Sabía que andaban agachados polos camiños, as hortas e as eiras,
para coller ó mestre se baixaba dos seus tobos da serra para verse
con Sara (Ferreiro: 1991, 40), havendo o perigo acrescido dos
outros habitantes serem falangistas ou seus informadores, sendo uns
conhecidos e outros suspeitos, o que criava um ambiente de tensão e
desconfiança que prejudicava e alterava a vida diária e o
relacionamento entre os aldeãos.
Tal situação evoluiu de tal modo negativamente que se pressentia um
acontecimento nefasto, trágico, no zunir do vento contra as
follas do millo (...) ou no cheiro a rastrollo que viña das
leiras recén segadas. De noite os cans semellaban nerviosos, e
ladraban dun xeiro desacostumado. (...) Unha
madrugada, o branco luar que prateaba as chairas do val de Abades e
Santos e mailos cumes da serra, escureceu por uns minutos. “Foi
entón cando vímo-la cara da lúa tinxida de sangue.
(...) Non só era a lúa: o ceo todo aparecía vermelho, coma
se fose de lume” (Ferreiro: 1991, 42).
Os falangistas Manuel, Luís, Leonardo e Xan levaram Sara para a
Touça, no dia 13 de agosto, dizendo aos habitantes da aldeia que
avisassem Gregorio: a tragédia evolui a passos largos.

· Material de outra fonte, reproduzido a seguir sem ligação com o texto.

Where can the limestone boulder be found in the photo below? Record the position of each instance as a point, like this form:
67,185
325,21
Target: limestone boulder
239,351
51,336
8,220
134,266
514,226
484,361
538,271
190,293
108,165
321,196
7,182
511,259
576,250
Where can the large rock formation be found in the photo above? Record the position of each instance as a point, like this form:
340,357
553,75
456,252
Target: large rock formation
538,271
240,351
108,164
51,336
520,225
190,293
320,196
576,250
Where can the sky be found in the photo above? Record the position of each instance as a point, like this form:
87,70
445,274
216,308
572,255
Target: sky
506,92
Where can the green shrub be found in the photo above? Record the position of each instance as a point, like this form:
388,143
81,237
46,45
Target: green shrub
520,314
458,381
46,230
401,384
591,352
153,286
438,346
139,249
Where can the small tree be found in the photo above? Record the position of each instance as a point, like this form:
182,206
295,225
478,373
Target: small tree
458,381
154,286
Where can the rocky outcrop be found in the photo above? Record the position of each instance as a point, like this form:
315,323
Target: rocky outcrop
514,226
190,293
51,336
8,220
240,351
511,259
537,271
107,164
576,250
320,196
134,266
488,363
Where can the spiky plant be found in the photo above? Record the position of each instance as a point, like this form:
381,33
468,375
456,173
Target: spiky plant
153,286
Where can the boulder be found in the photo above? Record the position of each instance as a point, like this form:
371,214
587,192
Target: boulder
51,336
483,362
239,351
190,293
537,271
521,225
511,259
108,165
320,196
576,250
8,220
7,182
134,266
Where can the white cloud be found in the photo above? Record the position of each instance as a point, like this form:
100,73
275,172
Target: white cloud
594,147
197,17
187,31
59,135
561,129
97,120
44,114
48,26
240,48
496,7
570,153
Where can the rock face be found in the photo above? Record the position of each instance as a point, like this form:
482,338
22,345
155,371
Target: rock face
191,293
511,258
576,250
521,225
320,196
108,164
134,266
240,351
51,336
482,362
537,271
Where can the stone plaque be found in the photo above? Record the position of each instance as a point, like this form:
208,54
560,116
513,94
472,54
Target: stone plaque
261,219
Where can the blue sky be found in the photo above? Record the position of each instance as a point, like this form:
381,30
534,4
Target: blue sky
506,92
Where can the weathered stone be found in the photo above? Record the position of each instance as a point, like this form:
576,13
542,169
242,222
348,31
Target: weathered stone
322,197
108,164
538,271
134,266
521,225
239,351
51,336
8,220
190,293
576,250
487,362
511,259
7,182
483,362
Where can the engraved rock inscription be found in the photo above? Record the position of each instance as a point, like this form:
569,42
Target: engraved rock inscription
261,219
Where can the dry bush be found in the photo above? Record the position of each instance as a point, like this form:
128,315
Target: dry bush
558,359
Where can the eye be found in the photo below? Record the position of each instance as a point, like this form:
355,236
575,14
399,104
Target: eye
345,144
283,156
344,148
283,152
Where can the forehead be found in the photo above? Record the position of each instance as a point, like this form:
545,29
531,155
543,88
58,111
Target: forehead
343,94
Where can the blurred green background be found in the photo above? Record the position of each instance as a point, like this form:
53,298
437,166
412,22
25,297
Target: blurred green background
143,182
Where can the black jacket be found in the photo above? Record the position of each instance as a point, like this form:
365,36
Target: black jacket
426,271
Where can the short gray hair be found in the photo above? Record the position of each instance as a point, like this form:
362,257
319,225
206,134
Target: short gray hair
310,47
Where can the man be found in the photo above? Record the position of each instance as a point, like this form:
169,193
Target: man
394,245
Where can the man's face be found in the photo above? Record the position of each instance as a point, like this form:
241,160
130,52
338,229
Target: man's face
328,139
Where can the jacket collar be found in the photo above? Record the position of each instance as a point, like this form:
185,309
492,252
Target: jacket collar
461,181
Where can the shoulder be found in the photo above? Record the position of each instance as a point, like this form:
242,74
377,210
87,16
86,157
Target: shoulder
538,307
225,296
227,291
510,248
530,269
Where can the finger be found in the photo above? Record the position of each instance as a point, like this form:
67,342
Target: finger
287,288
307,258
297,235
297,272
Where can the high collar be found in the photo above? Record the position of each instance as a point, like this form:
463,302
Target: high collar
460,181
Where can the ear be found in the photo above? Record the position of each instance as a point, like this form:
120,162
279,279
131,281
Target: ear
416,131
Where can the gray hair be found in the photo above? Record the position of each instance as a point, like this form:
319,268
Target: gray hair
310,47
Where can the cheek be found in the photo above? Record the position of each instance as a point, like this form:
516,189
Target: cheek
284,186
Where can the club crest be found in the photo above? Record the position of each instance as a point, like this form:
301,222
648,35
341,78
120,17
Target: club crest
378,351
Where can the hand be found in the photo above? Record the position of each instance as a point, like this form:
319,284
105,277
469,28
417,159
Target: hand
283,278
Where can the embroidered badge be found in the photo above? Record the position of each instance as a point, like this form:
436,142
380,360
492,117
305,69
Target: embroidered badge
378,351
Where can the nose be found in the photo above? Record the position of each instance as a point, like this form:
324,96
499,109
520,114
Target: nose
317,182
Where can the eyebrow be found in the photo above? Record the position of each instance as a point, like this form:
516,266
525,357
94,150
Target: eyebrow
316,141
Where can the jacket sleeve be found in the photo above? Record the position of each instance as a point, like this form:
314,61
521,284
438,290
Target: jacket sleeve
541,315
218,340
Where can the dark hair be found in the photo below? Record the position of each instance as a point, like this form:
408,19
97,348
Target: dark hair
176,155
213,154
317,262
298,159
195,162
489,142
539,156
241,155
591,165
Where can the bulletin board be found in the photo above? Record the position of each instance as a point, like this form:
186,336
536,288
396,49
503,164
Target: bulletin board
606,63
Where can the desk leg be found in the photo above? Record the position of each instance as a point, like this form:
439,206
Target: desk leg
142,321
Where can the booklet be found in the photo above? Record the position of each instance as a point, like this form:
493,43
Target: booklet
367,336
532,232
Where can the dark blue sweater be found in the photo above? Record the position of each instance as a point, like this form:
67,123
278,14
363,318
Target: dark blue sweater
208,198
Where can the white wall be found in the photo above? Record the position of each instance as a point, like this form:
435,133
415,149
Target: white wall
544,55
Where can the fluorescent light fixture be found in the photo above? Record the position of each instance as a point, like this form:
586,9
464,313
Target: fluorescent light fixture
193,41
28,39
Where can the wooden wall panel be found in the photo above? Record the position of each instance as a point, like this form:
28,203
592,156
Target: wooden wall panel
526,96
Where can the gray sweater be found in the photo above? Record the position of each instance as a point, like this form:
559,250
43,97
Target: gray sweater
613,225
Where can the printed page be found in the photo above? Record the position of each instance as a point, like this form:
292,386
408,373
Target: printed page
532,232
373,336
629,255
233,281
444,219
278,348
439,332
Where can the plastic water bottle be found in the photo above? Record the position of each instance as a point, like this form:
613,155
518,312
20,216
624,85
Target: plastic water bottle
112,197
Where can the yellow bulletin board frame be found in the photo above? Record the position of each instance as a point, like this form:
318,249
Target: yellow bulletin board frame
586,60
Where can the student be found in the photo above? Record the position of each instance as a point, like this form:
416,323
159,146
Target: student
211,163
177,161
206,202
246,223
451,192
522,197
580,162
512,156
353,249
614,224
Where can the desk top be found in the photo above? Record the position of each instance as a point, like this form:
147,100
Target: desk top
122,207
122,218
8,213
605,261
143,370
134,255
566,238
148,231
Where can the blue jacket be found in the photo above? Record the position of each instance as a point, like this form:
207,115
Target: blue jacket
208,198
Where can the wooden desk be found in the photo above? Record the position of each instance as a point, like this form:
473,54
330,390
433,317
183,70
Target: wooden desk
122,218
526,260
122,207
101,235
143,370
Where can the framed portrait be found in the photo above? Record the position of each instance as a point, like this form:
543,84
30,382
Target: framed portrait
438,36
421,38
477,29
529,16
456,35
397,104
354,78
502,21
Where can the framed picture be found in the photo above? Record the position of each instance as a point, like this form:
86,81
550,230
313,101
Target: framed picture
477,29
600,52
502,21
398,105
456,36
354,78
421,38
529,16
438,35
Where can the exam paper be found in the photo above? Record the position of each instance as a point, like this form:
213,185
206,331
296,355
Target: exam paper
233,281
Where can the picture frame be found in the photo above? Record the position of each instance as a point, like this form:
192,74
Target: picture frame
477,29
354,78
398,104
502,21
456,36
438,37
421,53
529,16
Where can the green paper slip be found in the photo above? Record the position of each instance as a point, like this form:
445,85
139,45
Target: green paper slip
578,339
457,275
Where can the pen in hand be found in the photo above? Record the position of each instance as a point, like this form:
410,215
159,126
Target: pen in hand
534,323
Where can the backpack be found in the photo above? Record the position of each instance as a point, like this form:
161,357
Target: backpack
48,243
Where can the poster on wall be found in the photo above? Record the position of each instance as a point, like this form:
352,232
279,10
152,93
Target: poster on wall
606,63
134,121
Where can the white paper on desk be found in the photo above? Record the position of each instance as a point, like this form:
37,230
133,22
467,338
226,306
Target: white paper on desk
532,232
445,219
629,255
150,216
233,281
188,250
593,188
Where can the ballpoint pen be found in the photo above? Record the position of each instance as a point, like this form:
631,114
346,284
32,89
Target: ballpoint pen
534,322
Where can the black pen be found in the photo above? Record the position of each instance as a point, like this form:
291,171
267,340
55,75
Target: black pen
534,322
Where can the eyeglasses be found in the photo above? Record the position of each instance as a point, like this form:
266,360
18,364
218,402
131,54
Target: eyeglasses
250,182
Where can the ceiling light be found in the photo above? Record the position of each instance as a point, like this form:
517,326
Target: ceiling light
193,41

Procurando
ajudar Sara, aqueles recorreram ao padre Xenaro, que,
assumindo a posição da Igreja, defendeu que os falanxistas
queren limpar España de herexes e de comunistas
(Ferreiro: 1991, 44) e que deveriam avisá-los da localização do
noivo de Sara, escondido na serra.
Na diversidade humana apresentada e respetiva motivação para
aderir ao Falangismo, encontramos Lázaro, taberneiro de Abades, que
abastece os carcereiros de Sara de provisões e os informa do que se
passa na aldeia, ajudando-os assim a delinearem estratégias para
atraírem Gregorio à Touza, com Sara como chamariz: no forno da
Piedade parece que onte algunhas mulleres murmuraron de ti
(Ferreiro: 1991, 118) e dixo com mellor ânimo:
-Hoxe tráiovos un bo xantar (Ferreiro: 1991, 118).
Uma forma que os falangistas encontraram de tentar acabar com essa
articulação foi a intimidação incutida com os disparos noturnos:
de cando en vez oíanse disparos, de noite e de día, nos camiños
próximos a Abades, Santos, Xestosa e Fondodevila. (...) Os
falanxistas facían prácticas de tiro contra as árbores e contra os
outeiros para amedoñar á xente mediante o terror que isso
orixinaba (Ferreiro: 1991, 37). Tal como aos restantes habitantes
de locais em que se ouviam tais disparos, a Sara batíalle com
forza o corazón no peito cando chegaban ata ela aquelas detonacións.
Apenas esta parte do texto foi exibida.